Nearly-Linear Time Private Hypothesis Selection with the Optimal Approximation Factor

TL;DR

This paper introduces a differentially private hypothesis selection algorithm that runs in nearly-linear time, achieves the optimal approximation factor, and maintains polylogarithmic sample complexity, resolving a key open problem.

Contribution

It presents the first nearly-linear time differentially private hypothesis selection algorithm with optimal approximation factor.

Findings

Achieves optimal approximation factor of 3.

Runs in nearly-linear time with respect to the number of hypotheses.

Maintains polylogarithmic sample complexity.

Abstract

Estimating the density of a distribution from its samples is a fundamental problem in statistics. Hypothesis selection addresses the setting where, in addition to a sample set, we are given $n$ candidate distributions -- referred to as hypotheses -- and the goal is to determine which one best describes the underlying data distribution. This problem is known to be solvable very efficiently, requiring roughly $O(\log n)$ samples and running in $\tilde{O}(n)$ time. The quality of the output is measured via the total variation distance to the unknown distribution, and the approximation factor of the algorithm determines how large this distance is compared to the optimal distance achieved by the best candidate hypothesis. It is known that $\alpha = 3$ is the optimal approximation factor for this problem. We study hypothesis selection under the constraint of differential privacy.

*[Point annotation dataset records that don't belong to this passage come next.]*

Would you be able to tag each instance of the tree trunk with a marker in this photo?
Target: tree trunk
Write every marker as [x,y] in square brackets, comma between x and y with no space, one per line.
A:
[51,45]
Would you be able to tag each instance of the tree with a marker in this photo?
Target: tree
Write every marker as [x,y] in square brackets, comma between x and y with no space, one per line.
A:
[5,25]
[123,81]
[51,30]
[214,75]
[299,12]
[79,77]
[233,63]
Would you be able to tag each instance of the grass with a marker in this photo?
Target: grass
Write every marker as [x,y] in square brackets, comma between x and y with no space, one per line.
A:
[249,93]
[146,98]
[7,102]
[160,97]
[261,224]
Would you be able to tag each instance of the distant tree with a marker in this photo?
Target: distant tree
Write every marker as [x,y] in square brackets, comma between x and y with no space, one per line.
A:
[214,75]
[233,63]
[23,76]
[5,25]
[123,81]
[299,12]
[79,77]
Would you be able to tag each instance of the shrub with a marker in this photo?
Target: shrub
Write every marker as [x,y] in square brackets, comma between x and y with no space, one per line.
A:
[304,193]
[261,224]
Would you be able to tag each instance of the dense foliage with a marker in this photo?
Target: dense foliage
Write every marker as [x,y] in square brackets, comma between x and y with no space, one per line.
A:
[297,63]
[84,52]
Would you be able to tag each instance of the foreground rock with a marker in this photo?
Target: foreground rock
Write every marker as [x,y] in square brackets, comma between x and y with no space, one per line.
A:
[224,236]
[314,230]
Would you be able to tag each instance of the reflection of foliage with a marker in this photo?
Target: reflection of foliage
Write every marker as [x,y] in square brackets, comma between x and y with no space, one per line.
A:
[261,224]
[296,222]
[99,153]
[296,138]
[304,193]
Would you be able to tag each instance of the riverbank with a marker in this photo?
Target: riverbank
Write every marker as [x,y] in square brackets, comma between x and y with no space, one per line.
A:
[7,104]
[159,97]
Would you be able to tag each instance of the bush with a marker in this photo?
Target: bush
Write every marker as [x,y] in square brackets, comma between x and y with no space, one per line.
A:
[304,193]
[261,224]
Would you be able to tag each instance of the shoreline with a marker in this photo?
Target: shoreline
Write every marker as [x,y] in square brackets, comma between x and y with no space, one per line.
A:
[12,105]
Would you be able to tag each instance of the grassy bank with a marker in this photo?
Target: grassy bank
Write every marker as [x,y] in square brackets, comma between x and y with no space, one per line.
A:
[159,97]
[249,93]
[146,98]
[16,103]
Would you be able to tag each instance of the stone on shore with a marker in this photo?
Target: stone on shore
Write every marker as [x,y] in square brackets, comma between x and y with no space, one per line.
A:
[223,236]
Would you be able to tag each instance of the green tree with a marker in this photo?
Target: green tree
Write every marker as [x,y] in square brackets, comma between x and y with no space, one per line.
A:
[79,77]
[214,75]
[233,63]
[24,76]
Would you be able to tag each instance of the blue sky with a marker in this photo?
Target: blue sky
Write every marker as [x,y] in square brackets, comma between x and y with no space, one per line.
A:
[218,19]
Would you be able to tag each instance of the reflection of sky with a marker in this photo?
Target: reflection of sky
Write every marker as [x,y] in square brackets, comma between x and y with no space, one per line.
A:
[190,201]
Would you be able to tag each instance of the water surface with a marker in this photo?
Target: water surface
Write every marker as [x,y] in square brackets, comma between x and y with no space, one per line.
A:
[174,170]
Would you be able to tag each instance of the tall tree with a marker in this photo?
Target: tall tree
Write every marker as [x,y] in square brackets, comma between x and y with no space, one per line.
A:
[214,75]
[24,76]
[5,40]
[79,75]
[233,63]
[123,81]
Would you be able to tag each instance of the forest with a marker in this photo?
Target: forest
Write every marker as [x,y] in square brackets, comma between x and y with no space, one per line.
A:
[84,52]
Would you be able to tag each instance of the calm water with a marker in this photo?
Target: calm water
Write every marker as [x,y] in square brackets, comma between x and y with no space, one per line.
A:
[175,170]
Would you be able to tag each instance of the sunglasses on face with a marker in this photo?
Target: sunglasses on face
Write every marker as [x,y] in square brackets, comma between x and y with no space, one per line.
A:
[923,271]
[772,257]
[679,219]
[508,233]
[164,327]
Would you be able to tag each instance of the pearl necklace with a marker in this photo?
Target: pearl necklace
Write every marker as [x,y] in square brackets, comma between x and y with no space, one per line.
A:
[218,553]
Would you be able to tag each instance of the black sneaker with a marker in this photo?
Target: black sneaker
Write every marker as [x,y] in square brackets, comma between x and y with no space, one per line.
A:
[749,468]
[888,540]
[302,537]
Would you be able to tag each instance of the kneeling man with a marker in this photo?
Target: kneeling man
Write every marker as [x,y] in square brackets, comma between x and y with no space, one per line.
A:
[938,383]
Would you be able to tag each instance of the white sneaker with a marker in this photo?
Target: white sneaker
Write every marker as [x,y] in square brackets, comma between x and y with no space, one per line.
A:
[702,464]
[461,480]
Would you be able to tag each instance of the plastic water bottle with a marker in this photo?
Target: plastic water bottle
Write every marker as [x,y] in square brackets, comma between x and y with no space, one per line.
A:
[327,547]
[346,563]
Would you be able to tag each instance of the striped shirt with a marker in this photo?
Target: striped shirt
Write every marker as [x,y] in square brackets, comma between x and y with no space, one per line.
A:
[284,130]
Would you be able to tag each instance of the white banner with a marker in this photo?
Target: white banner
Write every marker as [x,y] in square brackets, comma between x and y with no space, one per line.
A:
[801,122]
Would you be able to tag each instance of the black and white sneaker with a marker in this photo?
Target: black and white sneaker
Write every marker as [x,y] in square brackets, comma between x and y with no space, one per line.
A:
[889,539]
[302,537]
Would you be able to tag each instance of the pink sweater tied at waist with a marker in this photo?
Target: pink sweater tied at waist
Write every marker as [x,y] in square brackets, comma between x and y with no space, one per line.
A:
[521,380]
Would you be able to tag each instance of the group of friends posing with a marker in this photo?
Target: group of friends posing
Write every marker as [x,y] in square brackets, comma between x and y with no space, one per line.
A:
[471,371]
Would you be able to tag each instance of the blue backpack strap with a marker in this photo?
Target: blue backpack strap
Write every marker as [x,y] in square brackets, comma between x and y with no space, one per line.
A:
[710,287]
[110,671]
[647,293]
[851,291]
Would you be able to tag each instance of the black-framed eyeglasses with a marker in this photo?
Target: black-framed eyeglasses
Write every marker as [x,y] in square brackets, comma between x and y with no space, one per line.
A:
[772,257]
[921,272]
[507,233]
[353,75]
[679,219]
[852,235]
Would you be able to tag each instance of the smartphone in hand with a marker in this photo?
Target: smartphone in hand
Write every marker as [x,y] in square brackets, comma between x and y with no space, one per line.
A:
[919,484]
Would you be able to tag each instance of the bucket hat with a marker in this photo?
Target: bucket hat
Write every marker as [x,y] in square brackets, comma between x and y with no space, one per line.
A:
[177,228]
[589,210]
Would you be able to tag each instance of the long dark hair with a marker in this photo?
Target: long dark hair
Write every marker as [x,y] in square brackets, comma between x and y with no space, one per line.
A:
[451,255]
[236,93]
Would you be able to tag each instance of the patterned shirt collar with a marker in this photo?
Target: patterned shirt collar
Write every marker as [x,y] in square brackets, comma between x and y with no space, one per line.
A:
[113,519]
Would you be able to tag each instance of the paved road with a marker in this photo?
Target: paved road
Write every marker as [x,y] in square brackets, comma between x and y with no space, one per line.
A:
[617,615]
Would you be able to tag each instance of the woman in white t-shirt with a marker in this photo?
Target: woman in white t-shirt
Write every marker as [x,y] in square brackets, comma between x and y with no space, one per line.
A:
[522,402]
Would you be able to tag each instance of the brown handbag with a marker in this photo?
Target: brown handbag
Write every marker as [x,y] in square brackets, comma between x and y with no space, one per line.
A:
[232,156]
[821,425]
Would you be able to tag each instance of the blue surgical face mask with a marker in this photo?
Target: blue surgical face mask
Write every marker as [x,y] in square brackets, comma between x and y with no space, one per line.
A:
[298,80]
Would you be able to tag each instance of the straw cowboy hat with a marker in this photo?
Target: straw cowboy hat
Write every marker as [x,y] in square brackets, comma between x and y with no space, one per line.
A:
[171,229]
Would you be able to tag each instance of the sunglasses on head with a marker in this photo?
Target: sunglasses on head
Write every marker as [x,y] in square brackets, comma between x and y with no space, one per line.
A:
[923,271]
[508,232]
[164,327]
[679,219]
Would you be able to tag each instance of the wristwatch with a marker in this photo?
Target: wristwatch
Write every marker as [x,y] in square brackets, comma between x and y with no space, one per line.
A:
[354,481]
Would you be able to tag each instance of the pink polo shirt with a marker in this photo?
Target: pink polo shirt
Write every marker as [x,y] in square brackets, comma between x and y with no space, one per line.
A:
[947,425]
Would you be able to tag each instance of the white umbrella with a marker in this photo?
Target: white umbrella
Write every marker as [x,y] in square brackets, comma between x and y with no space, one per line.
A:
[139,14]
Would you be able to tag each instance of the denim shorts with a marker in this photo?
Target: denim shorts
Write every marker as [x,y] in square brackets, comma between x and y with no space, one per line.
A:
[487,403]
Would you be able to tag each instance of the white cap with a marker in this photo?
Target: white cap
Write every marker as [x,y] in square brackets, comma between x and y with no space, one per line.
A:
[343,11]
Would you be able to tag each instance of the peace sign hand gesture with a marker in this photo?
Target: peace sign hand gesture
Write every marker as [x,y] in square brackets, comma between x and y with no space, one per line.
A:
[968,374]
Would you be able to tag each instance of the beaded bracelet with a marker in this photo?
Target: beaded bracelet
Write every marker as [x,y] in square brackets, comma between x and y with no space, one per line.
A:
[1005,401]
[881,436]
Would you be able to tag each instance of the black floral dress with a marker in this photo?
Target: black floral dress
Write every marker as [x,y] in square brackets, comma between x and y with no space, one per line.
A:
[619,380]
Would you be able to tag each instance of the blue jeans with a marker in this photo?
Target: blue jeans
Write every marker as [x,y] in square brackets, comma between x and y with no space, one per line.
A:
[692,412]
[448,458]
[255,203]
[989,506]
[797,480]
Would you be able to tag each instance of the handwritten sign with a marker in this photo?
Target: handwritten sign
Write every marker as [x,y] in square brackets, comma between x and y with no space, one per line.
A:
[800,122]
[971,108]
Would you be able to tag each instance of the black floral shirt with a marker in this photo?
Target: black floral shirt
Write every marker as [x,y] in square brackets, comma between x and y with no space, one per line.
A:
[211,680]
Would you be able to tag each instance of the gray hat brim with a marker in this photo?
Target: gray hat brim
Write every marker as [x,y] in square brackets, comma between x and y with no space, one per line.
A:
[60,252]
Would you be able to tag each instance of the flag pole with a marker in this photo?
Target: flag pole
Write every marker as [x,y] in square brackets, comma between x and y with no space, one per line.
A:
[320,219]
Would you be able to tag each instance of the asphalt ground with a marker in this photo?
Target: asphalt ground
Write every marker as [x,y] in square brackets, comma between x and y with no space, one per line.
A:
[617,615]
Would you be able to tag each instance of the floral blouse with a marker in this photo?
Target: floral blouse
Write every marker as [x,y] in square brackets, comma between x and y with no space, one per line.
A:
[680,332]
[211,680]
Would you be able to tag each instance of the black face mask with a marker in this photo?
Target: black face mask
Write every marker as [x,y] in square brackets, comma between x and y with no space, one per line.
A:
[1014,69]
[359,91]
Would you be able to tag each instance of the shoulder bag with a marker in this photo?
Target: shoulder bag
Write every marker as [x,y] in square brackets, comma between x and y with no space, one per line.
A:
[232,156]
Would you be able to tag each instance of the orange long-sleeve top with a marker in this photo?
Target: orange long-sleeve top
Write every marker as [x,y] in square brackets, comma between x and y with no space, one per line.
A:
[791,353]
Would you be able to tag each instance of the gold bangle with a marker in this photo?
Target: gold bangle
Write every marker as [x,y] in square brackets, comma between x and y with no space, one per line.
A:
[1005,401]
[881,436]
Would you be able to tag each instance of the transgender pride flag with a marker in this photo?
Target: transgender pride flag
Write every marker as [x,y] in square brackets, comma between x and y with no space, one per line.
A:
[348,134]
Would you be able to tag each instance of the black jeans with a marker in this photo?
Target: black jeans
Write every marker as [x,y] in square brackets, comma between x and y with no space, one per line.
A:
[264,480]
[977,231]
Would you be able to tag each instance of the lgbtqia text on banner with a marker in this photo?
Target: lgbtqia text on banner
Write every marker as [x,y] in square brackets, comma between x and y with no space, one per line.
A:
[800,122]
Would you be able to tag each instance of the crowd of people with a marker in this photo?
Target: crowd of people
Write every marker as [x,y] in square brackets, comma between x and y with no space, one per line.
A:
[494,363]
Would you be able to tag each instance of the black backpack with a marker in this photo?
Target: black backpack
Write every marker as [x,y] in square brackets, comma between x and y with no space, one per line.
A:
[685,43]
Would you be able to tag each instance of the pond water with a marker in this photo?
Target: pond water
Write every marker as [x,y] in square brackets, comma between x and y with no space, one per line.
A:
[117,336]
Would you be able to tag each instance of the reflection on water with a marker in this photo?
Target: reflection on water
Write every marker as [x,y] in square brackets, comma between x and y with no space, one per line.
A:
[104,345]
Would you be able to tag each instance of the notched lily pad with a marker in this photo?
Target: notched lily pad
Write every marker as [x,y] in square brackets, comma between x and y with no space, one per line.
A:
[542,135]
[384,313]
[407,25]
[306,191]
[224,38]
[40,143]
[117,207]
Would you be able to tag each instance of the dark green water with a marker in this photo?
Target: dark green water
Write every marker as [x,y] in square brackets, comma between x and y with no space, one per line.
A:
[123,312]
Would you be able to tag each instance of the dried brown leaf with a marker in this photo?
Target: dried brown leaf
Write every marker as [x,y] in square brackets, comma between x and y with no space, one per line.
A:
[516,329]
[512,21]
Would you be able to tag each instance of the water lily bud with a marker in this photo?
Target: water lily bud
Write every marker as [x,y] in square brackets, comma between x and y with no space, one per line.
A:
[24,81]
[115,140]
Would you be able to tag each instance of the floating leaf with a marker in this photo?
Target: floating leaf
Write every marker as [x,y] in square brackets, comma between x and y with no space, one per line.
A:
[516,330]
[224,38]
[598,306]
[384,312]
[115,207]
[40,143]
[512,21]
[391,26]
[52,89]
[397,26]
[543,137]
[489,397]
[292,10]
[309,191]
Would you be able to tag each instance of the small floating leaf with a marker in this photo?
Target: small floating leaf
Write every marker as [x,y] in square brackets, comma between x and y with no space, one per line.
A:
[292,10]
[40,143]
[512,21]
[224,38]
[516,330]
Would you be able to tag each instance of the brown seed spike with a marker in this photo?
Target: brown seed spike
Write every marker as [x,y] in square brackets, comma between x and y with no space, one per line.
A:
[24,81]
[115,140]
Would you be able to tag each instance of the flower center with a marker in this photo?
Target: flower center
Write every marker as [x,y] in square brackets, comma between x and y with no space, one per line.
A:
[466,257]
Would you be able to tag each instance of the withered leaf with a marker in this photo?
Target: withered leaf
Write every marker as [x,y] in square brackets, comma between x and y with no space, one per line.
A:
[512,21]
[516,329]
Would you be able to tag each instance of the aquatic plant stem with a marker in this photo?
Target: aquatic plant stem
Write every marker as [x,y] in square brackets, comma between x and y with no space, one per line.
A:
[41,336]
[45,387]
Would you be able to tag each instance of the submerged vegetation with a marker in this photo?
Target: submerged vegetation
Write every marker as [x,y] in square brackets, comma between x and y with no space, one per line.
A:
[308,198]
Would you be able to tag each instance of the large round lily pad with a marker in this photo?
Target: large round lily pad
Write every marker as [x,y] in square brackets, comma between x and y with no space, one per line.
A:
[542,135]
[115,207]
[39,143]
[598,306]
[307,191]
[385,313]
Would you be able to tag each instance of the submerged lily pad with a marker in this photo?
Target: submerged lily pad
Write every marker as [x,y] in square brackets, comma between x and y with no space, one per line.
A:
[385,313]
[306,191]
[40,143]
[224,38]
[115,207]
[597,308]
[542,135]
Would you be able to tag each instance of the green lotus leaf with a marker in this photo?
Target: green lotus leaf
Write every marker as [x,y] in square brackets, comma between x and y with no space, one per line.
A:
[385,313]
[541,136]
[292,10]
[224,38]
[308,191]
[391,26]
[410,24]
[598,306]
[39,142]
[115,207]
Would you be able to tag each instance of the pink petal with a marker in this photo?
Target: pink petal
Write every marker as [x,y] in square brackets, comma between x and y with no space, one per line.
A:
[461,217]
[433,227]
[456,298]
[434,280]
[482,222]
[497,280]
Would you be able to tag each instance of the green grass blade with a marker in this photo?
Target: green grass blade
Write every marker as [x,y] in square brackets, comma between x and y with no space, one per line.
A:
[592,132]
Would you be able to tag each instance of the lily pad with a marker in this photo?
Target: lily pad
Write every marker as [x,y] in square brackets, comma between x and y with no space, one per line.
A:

We propose a differentially private algorithm in the central model that runs in nearly-linear time with respect to the number of hypotheses, achieves the optimal approximation factor, and incurs only a modest increase in sample complexity, which remains polylogarithmic in $n$. This resolves an open question posed by [Bun, Kamath, Steinke, Wu, NeurIPS 2019]. Prior to our work, existing upper bounds required quadratic time.